Royal Dutch Shell Plc is chiefly to blame for delays in procuring permits to drill off the north coast of Alaska, U.S. Interior Secretary Ken Salazar said.
Shell, which had planned to start exploration in July, is reworking the barge Arctic Challenger in Bellingham, Washington, to satisfy U.S. Coast Guard requirements. The vessel is a part of the system Shell has designed to collect oil spilled in case of a well blowout in the Arctic.
“They have not been able to get it done,” Salazar said of Shell at a press conference today in Anchorage, Alaska, monitored by telephone. “If they had got it done, they would already be up there today.”
He said a final decision by his department on whether to permit the drilling would come within “several weeks.”
“I’ll hold their feet to the fire in terms of making sure that we are doing everything we can to abide by the standards of regulations we have set,” Salazar said.
The company, aiming to tap an area estimated to have more than 20 billion barrels of oil, has cut the number of wells planned for this year to two from five, saying that ice covered Arctic waters longer than usual, preventing the vessels from moving in sooner.

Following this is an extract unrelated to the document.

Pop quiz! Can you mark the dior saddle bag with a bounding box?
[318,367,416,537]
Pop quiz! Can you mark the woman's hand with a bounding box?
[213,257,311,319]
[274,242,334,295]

“We are in strong agreement with the Department of Interior that drilling in hydrocarbon zones will not begin until the Arctic Containment System is positioned,” said Kelly op de Weegh, a Shell spokeswoman.
Shell’s containment system will be the first of its kind, and there is no timetable for completion, she said.
“Progress related to the final construction of the Arctic Challenger containment barge remains steady,” she said. “We continue to work closely with the U.S. Coast Guard.”
The company is moving other equipment to the area and looks forward to “making the most of the time that remains in the 2012 open-water season,” she said. The company has to quit drilling by the end of October, when ice usually settles in.